Tiveram, pois, plena razão os que disseram ser o amor de nós mesmos a
base de todas as nossas ações
— na Índia, na Espanha como em toda a terra habitável. Supérfluo é provar
aos homens que têm rosto. Supérfluo também seria demonstrar-lhes possuírem
amor próprio.
O amor próprio é o instrumento da nossa conservação. Assemelha-se ao
instrumento da perpetuação
da espécie. Necessitamo-lo. É-nos caro. Deleita-nos — E cumpre ocultá-lo.”

VOLTAIRE. Dicionário Filosófico. Verbete “amor próprio”.

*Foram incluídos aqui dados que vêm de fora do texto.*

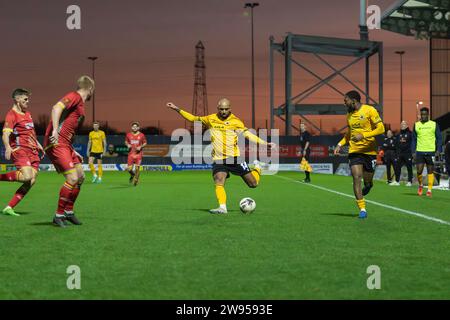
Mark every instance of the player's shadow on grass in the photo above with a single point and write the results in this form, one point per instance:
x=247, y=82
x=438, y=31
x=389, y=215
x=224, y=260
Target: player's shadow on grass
x=340, y=214
x=122, y=186
x=43, y=224
x=23, y=213
x=219, y=214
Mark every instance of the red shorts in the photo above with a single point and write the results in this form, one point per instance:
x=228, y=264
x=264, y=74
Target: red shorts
x=23, y=157
x=63, y=158
x=134, y=158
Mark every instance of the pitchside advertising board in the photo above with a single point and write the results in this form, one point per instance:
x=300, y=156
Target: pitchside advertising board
x=167, y=150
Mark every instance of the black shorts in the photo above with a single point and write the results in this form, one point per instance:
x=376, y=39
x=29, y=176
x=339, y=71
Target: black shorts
x=96, y=155
x=425, y=158
x=236, y=168
x=368, y=161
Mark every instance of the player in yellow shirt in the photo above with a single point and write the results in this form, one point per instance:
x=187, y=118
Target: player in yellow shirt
x=95, y=150
x=364, y=123
x=225, y=128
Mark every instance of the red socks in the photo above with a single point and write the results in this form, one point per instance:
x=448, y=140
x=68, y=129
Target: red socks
x=65, y=197
x=73, y=198
x=18, y=196
x=9, y=176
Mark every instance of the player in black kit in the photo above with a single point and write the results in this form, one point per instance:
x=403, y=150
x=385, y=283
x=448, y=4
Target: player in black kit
x=404, y=139
x=389, y=147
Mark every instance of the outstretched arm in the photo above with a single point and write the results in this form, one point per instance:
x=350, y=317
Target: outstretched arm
x=184, y=114
x=438, y=135
x=56, y=115
x=379, y=129
x=343, y=142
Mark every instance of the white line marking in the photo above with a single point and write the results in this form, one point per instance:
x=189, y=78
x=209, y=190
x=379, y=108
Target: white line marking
x=417, y=214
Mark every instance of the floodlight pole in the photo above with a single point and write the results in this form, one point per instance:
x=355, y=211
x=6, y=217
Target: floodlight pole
x=93, y=95
x=251, y=5
x=401, y=53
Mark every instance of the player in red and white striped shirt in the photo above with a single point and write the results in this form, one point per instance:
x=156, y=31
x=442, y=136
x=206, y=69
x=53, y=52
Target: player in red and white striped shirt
x=67, y=115
x=22, y=147
x=135, y=142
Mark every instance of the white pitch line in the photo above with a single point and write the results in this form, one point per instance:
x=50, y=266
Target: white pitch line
x=417, y=214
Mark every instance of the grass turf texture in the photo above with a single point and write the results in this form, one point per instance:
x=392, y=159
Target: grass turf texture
x=157, y=241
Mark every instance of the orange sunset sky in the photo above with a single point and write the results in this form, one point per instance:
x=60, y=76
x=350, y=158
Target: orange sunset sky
x=146, y=55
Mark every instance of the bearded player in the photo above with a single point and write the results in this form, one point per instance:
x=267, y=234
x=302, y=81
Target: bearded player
x=22, y=146
x=67, y=115
x=225, y=128
x=135, y=142
x=364, y=123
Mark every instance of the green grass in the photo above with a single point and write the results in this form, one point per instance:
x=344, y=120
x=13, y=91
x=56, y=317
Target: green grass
x=157, y=241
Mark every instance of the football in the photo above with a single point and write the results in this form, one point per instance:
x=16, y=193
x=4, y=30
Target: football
x=247, y=205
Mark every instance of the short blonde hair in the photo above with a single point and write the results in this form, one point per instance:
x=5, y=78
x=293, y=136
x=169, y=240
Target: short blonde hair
x=85, y=82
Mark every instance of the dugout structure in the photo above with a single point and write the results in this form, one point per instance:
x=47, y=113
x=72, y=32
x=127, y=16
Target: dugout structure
x=358, y=50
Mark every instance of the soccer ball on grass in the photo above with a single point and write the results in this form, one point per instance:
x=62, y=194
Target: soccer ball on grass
x=247, y=205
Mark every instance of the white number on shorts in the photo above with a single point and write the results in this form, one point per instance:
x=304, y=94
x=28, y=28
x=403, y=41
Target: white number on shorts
x=244, y=166
x=374, y=163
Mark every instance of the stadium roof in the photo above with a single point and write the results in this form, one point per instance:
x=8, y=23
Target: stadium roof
x=422, y=19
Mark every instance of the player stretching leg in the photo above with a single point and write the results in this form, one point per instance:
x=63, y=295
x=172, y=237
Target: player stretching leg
x=426, y=143
x=364, y=123
x=22, y=146
x=225, y=128
x=95, y=150
x=135, y=142
x=66, y=117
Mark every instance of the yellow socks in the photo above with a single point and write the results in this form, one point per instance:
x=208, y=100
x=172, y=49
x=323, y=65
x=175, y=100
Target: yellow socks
x=100, y=170
x=430, y=181
x=91, y=166
x=221, y=195
x=256, y=172
x=419, y=179
x=361, y=204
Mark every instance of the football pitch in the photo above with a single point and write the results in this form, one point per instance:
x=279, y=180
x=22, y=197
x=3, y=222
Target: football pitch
x=158, y=241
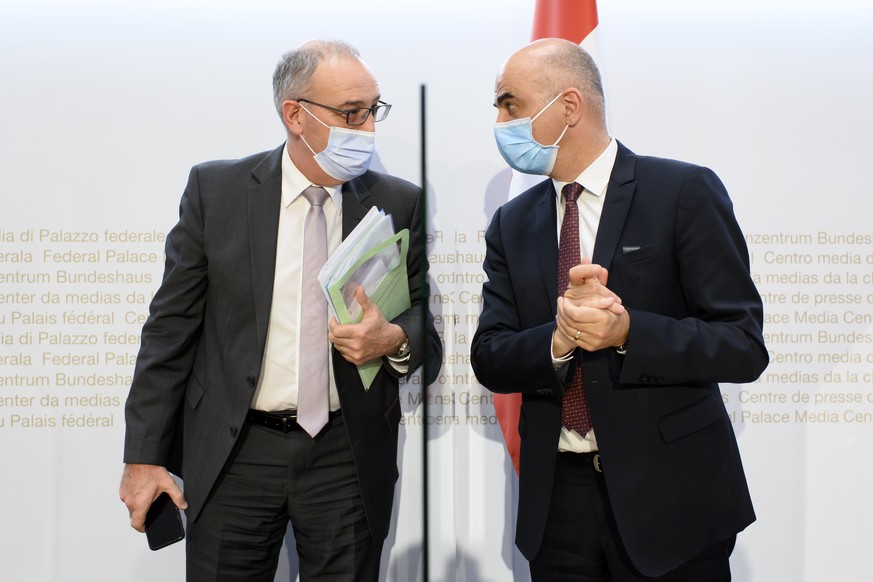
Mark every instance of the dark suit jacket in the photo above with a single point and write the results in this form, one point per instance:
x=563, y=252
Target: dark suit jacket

Disponível em : http://www.dominiopublico.gov.br/download/texto/cv000022.pdf. Acesso em: 23 maio


2019.
ATIVIDADE 2
Leia o fragmento da obra O Príncipe, de Maquiavel, que
apresenta a política como “cenário” privilegiado da manifestação
da astúcia para vencer em situações reais.
Escreva um comentário sobre aspectos relativos ao
comportamento humano, presentes no fragmento de texto de
Maquiavel.
CAPÍTULO XV
DAQUELAS COISAS PELAS QUAIS OS HOMENS, E
ESPECIALMENTE OS PRÍNCIPES, SÃO LOUVADOS OU
RECRIMINADOS
(...) sendo minha intenção escrever algo de útil para quem por tal se
interesse, pareceu-me mais conveniente ir em busca da verdade extraída dos
fatos e não à imaginação dos mesmos, pois muitos conceberam repúblicas e
principados jamais vistos ou conhecidos como se realmente tivessem
existido. Em verdade, há tanta diferença de como se vive e como se deveria
viver, que aquele que abandone o que se faz por aquilo que se deveria fazer,
aprenderá antes o caminho de sua ruína do que o de sua preservação, eis que
um homem que queira em todas as suas palavras fazer profissão de bondade,
perder-se-á em meio a tantos que não são bons. Donde é necessário, a um
príncipe que queira se manter, aprender a poder não ser bom e usar ou não da
bondade, segundo a necessidade. (...)
Deixando de parte, assim, os assuntos imaginários para tratar dos verdadeiros,
digo que todos os homens, especialmente os príncipes por estarem situados em
posição mais proeminente, quando analisados, se fazem notar por alguns
daqueles atributos que lhes acarretam ou reprovação ou louvor. (...) Ainda, não
evite o príncipe de incorrer na má reputação por aqueles vícios que, sem eles,
seria difícil manter o Estado; pois, se bem considerado, sempre se encontrará
alguma coisa que, parecendo virtude, se praticada acarretará ruína, e alguma
outra que, com aparência de vício, uma vez seguida dará origem à segurança e
ao bem-estar.

MAQUIAVEL. N. O Príncipe. Edição Ridendo Castigat Mores.